Foto: EPA / Ronald Wittek

Alle Anzeichen deuten darauf hin, dass die rechtspopulistischen Parteien bei den Wahlen zum Europaparlament in einer Reihe von Staaten mehr Stimmen bekommen werden als je zuvor. Die langfristigen Folgen für die Europäische Union und die Handlungsmöglichkeiten sind offen.

In seiner kürzlich veröffentlichten glänzenden Streitschrift gegen die Nationalisten und leidenschaftlichen Plädoyer für eine "nachnationale europäische Demokratie" will Robert Menasse eine in der Tat notwendige Diskussion über die Zukunft des europäischen Demokratieprojekts anregen (Die Welt von morgen, Suhrkamp). Er entlarvt unter anderen die Scheinheiligkeit der österreichischen und deutschen "proeuropäischen" Regierungsparteien in ihrer sozialen, wirtschaftlichen und Menschenrechtspolitik. All das sei Wasser auf die Mühlen der Nationalisten, Rechtsextremen und Populisten.

Der große österreichische Verfassungsrechtler Hans Kelsen warnte bereits 1932, dass die Demokratie jenes politische Organisationssystem sei, das sich am wenigsten gegen seine Gegner wehren könne: "Es scheint ihr tragisches Schicksal zu sein, dass sie ihren ärgsten Feind an ihrer eigenen Brust nähren muss." Mit Hinweis auf den Aufstieg der Populisten in Ungarn und (bis vor kurzem) in Polen, den britischen Ausstieg aus der EU, auf die Wahl Donald Trumps zum US-Präsidenten und die Rechtswende der Republikaner unter seiner Führung betont auch der US-amerikanische Politikwissenschafter Larry M. Bartels in diesem Sinne, dass die Demokratie von der Spitze aus ausgehöhlt werde und dass nicht die Wähler, sondern die Führungspersönlichkeiten die treibende Kraft der politischen Krise in Europa seien (Democracy Erodes from the Top, Princeton 2023).

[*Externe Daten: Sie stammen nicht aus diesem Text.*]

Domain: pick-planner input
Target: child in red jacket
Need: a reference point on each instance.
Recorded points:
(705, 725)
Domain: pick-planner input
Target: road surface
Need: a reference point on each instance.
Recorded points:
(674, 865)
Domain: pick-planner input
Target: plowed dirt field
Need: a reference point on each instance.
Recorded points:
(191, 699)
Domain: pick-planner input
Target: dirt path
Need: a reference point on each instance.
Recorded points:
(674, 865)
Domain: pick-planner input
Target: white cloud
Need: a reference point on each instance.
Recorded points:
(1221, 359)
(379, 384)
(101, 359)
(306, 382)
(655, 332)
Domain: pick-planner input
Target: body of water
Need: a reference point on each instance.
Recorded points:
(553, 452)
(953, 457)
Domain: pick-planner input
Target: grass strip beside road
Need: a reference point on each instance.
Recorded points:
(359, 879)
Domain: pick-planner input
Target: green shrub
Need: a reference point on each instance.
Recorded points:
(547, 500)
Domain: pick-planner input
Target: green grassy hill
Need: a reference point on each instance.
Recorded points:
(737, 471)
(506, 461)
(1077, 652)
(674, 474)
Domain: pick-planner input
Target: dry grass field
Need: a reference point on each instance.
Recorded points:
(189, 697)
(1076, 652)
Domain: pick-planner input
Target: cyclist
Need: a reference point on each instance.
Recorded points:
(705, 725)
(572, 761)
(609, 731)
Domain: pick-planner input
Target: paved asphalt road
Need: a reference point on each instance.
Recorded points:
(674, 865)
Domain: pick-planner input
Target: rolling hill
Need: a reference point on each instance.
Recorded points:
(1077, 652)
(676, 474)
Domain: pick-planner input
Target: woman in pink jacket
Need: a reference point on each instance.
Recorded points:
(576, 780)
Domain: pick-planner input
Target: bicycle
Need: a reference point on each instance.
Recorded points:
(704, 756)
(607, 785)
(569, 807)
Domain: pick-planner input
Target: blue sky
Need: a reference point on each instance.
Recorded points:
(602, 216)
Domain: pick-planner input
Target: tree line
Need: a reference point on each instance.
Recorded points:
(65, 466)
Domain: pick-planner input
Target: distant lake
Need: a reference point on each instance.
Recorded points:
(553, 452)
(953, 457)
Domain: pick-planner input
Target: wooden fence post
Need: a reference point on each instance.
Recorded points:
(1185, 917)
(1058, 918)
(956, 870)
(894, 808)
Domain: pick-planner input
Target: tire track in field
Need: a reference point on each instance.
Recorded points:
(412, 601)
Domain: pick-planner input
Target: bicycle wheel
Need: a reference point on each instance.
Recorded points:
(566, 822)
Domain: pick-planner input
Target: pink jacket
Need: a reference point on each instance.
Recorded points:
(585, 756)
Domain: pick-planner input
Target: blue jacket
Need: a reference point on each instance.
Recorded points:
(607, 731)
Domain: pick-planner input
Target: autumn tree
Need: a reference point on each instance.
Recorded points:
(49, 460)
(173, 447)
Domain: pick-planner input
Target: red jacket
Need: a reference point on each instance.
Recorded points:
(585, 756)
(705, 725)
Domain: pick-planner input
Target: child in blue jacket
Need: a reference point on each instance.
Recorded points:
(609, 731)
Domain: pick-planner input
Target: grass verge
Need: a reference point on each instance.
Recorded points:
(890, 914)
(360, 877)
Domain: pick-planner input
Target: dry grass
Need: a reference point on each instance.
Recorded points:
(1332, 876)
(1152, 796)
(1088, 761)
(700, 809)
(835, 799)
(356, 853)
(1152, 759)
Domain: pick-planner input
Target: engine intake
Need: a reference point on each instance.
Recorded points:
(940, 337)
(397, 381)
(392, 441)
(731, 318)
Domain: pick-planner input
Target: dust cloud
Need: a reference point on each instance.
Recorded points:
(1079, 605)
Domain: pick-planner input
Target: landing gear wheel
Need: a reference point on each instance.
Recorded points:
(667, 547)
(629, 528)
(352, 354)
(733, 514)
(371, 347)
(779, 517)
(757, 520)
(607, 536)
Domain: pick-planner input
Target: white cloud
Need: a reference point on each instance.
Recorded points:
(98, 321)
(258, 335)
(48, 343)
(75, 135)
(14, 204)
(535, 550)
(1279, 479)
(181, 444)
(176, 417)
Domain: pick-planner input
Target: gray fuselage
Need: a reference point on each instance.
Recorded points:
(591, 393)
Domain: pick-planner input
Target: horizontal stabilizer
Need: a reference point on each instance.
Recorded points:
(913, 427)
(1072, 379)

Sein Buch stützte sich dabei auf die Resultate von 183 Untersuchungen in 23 Ländern zwischen 2002 und 2019.

Untergrabene Normen

Nicht nur angesichts der Entwicklungen unter dem Orbán-Regime, sondern auch in der Zeit der Fico-Regierung in der Slowakei und der von Jarosław Kaczyński geführten Regierungspartei in Polen konnte man verfolgen, wie ("frei, aber nicht fair") gewählte Regierungen die verfassungsmäßigen Bremsen und demokratischen Normen trotz Protesten aus Brüssel untergraben können. Die Folgen des russischen Aggressionskriegs gegen die Ukraine und die Aushöhlung der westlichen Sanktionen haben auch die Tragödie Ungarns unter der Herrschaft des korrupten Autokraten Viktor Orbán in den Mittelpunkt der internationalen Aufmerksamkeit gerückt. Die große Mehrheit der Ungarinnen und Ungarn wollen nach wie vor der Europäischen Union angehören, trotz der Tatsache, dass laut dem Leitartikler der FAZ "Orbán sich inzwischen wie ein russischer Agent verhält". Seine Regierung behindere "systematisch" die Ukraine-Politik der EU.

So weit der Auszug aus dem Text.